Homeopathy, a Complement of Nature Cure

  Having proved the accuracy of Hahnemann's Law of similia similibus curantur, and having occasion daily to observe its practical results in the treatment of acute and chronic diseases, we should not be justified in omitting homeopathy from our system of treatment. The attenuated homeopathic doses of certain drugs may be of great service in bringing about the acute reactions which we so earnestly desire, especially in the treatment of chronic diseases of long standing.

  I am aware of the fact that in severe and obstinate conditions homeopathy is often apparently of no avail. But when the system has been purified and strengthened by our natural methods, by a rational vegetarian diet, hydrotherapy, chiropractic or osteopathy, massage, corrective exercise, air and sun baths, normal suggestion, etc., the homeopathic remedies will work with much greater promptitude and effectiveness.

  It is the combination of all the different healing factors which constitutes the perfect system of treatment.

  No disease condition, whether apparently hopeless or not, can be called incurable unless all these different healing factors, properly combined and applied, have been given a thorough trial.

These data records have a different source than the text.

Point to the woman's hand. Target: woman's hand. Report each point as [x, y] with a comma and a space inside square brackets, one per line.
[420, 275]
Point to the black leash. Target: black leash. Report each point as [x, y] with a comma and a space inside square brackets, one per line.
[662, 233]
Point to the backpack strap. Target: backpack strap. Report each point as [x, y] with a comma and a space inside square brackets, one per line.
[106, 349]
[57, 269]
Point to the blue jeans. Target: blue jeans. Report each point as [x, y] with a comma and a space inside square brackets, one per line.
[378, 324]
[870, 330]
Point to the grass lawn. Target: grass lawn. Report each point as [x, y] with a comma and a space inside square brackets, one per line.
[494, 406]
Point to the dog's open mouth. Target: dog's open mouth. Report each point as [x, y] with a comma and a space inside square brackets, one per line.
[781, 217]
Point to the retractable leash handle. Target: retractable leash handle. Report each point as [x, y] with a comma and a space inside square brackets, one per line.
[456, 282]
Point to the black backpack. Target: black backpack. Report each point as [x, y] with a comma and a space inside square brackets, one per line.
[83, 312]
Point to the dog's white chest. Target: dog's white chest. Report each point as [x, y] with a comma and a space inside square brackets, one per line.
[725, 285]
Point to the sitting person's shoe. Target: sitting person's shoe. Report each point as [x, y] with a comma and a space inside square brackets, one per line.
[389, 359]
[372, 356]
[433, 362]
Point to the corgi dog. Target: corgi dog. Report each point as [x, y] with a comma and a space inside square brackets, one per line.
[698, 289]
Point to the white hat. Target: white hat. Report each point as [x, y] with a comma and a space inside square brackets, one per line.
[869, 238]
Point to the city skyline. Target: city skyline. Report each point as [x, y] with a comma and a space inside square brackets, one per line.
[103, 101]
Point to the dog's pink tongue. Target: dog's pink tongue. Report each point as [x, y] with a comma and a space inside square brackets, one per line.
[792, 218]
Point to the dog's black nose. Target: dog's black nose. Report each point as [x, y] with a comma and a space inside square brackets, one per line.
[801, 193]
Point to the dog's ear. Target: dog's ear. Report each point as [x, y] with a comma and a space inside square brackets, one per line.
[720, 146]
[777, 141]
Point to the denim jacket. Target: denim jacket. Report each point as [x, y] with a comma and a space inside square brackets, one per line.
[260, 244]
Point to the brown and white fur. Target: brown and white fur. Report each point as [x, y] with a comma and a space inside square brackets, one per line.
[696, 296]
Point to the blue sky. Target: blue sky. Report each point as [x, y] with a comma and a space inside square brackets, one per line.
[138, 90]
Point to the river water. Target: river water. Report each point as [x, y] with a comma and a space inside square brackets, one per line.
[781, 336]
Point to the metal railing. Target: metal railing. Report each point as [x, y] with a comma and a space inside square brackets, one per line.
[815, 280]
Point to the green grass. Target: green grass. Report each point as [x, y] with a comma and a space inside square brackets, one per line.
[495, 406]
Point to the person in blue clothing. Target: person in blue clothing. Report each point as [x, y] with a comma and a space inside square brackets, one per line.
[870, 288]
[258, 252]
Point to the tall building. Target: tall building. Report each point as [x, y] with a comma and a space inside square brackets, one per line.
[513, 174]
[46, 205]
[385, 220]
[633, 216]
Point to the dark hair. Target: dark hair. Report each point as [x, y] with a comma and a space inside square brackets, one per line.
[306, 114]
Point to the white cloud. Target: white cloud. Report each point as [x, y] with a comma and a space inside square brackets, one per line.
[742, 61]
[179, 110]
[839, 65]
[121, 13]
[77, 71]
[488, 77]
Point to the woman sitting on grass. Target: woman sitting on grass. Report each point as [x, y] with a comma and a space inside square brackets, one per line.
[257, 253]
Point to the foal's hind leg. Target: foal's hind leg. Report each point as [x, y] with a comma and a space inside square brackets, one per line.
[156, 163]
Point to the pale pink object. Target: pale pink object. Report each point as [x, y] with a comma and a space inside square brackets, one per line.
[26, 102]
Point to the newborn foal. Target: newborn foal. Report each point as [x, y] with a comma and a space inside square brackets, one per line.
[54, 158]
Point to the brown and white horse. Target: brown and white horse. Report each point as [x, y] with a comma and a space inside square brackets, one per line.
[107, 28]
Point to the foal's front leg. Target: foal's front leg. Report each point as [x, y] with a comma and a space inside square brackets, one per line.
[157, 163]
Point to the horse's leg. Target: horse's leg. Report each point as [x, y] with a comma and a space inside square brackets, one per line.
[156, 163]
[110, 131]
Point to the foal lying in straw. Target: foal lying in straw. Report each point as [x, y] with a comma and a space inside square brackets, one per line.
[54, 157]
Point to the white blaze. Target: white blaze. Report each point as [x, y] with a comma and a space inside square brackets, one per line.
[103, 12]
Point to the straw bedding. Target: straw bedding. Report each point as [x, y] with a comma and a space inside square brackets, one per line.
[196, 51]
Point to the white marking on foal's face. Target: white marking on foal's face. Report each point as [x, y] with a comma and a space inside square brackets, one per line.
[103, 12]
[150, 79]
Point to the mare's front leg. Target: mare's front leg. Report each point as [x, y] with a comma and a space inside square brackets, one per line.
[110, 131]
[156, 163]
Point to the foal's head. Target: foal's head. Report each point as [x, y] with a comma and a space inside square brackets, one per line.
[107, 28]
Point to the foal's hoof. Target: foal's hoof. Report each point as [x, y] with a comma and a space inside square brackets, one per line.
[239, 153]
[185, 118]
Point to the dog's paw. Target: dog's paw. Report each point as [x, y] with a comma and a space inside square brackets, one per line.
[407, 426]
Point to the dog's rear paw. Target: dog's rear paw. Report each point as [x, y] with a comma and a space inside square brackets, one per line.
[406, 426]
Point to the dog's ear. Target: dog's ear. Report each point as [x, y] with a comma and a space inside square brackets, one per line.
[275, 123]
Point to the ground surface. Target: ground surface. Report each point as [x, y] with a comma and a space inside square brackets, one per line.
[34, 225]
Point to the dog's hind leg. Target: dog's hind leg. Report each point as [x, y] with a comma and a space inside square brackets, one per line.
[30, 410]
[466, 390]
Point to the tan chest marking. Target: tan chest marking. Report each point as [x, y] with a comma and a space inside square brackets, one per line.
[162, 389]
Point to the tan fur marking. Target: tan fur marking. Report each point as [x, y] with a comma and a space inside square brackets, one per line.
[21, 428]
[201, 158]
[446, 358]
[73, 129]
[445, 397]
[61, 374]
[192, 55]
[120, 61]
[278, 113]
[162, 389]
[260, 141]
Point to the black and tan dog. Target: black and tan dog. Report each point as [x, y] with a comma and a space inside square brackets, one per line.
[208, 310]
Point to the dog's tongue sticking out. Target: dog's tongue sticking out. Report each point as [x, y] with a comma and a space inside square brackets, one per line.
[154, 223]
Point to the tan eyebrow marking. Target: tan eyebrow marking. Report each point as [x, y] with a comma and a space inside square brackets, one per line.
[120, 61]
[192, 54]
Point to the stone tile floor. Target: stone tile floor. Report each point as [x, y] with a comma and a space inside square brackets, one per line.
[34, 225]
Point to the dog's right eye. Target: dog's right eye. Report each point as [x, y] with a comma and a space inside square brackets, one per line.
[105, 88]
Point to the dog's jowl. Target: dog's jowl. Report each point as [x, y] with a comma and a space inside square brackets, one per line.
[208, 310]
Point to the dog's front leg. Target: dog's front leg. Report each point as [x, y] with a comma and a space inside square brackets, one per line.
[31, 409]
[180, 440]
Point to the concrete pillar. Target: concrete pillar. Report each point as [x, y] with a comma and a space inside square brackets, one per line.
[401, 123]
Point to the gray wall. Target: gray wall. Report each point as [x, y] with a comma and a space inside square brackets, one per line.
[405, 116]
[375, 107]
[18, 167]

It is no charlatanic boasting, but the simple truth, when we affirm that the different natural methods of treatment, as we of the Nature Cure school apply them, can and do cure so-called incurable diseases, such as tuberculosis, cancer, locomotor ataxy, epilepsy, eczema, neurasthenia, insanity and the worst forms of chronic dyspepsia and constipation, always providing that the patient possesses sufficient vitality to react to the treatment and that the destruction of vital parts and organs has not advanced too far.